Bystanders and the Disruption of Society
Society is functional only if we help each other. If everybody lived only for themselves, then people would starve, there would be constant fighting, very few would be happy. This is something we all learn when we are very young. Whether or not it is a human instinct to help your neighbor, it is constantly taught and is an observable necessity, especially to someone eighteen years old. David Cash does not have an excuse for ignoring his responsibility to help defenseless Sherrice Iverson. Despite him admitting that he has been called a “textbook sociopath” (video from class), Cash’s mental state did not hinder him from understanding that his friend Jeremy’s actions would harm another, therefore he was still tied to his civil obligation to help Sherrice. There is a difference between those who are incapable of helping others and those who simply do not want to.

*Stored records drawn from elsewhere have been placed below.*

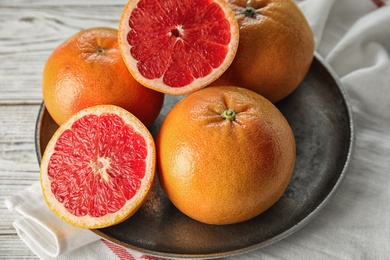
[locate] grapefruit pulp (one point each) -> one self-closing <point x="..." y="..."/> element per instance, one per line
<point x="178" y="46"/>
<point x="98" y="167"/>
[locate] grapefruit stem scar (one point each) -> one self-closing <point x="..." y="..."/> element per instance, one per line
<point x="249" y="11"/>
<point x="229" y="114"/>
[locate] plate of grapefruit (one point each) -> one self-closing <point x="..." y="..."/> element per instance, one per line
<point x="321" y="121"/>
<point x="197" y="129"/>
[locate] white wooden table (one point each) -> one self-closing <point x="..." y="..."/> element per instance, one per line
<point x="29" y="31"/>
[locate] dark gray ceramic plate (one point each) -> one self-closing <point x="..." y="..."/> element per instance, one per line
<point x="321" y="120"/>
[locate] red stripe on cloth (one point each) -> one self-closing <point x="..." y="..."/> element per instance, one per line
<point x="379" y="3"/>
<point x="120" y="252"/>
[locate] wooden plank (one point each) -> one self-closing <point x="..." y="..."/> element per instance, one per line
<point x="18" y="162"/>
<point x="29" y="33"/>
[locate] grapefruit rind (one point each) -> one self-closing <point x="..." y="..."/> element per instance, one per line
<point x="132" y="205"/>
<point x="157" y="83"/>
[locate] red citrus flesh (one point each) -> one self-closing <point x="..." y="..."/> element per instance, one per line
<point x="177" y="46"/>
<point x="98" y="165"/>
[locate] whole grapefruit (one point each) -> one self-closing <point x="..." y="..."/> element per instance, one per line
<point x="275" y="51"/>
<point x="224" y="154"/>
<point x="88" y="70"/>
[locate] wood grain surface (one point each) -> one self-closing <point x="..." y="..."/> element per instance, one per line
<point x="29" y="32"/>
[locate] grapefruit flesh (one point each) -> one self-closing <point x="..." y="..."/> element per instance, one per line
<point x="98" y="167"/>
<point x="177" y="47"/>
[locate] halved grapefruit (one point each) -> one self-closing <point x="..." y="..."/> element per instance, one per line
<point x="177" y="47"/>
<point x="98" y="167"/>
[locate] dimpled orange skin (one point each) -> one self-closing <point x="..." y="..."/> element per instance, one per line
<point x="88" y="70"/>
<point x="219" y="171"/>
<point x="276" y="48"/>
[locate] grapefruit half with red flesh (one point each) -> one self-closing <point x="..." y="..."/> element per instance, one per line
<point x="98" y="167"/>
<point x="177" y="47"/>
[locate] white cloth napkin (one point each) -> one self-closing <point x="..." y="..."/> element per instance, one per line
<point x="353" y="36"/>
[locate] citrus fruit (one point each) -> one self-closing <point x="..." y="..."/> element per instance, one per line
<point x="98" y="167"/>
<point x="178" y="46"/>
<point x="276" y="48"/>
<point x="224" y="154"/>
<point x="88" y="70"/>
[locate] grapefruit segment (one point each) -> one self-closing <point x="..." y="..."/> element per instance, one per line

The New York Times’ “The Trick to Acting Heroically” describes how many “good samaritans” feel an instinct to help others in danger rather than having assessed the situation and decided to help. “Accidents and Crime Scenes” in Everyday Altruism describes a contradicting motivation when Crispin McKay, who had saved a woman who was shot after he heard a radio call about the situation, explained his hesitation to go help her and only went after he thought about his moral obligations, realizing how he would want his family to be helped. His account displays a more logical outlook on the bystander issue, rather than just having followed a “gut instinct,” and assists the argument that David Cash, who may have no such thing as “gut instinct” still has the obligation to help others.
People pay taxes in order to keep society running. Some may view it as a moral requirement to help everybody in the country and some might just pay them to avoid being sent to prison. Through either motivation, taxes are collected. Bystanders who help others are also necessary to keep society running. This can be viewed as a moral instinct or an action that has to be done to avoid chaos in society. The issue with Cash’s case was that inaction had no legal consequence, and Cash was also seemingly incapable of having moral obligations. In effect, Sherrice Iverson was raped and murdered. This social disruption could have been avoided had there been a heavy consequence for passivity.
Just as all Americans always have an obligation to pay taxes, ignoring those whose income makes them exempt, everybody always has an obligation to stand up for others, excluding some like the handicapped if the situation is physical. People have to help others otherwise our society will fall apart. In this way it does not matter what you perceive as “wrong,” but merely what is beneficial versus what is detrimental. “The Trick to Acting Heroically” explains how good deeds lead to trustworthiness and is mutually beneficial. No one wants to live in a world where the attitude is “everyone for themselves.” Even if it is somewhat selfish, helping others often ensures that help will come back around. This is the attitude that should be encouraged.
I agree with 239bid0073 in that many, many things should have outweighed Cash’s decision of inaction: how it would affect Sherrice, her family, and his future. I did not address these specific considerations because I just assumed that Cash did think about them and merely did not care. I completely agree with you that he is equally guilty for her murder for not standing up. Killers are punished for having no morals and acting in accordance, but people like Cash also need to be punished for having no morals and allowing a killer to persist.
I also agree very much with alberic25 that the article about people being bystanders and recording a fire on their phones rather than helping is significantly less unethical than Cash’s decision to completely ignore Sherrice’s rape and murder. Cash did much more, he actively continued to go around to casinos and school with a murderer. His actions are what make the world significantly more scary.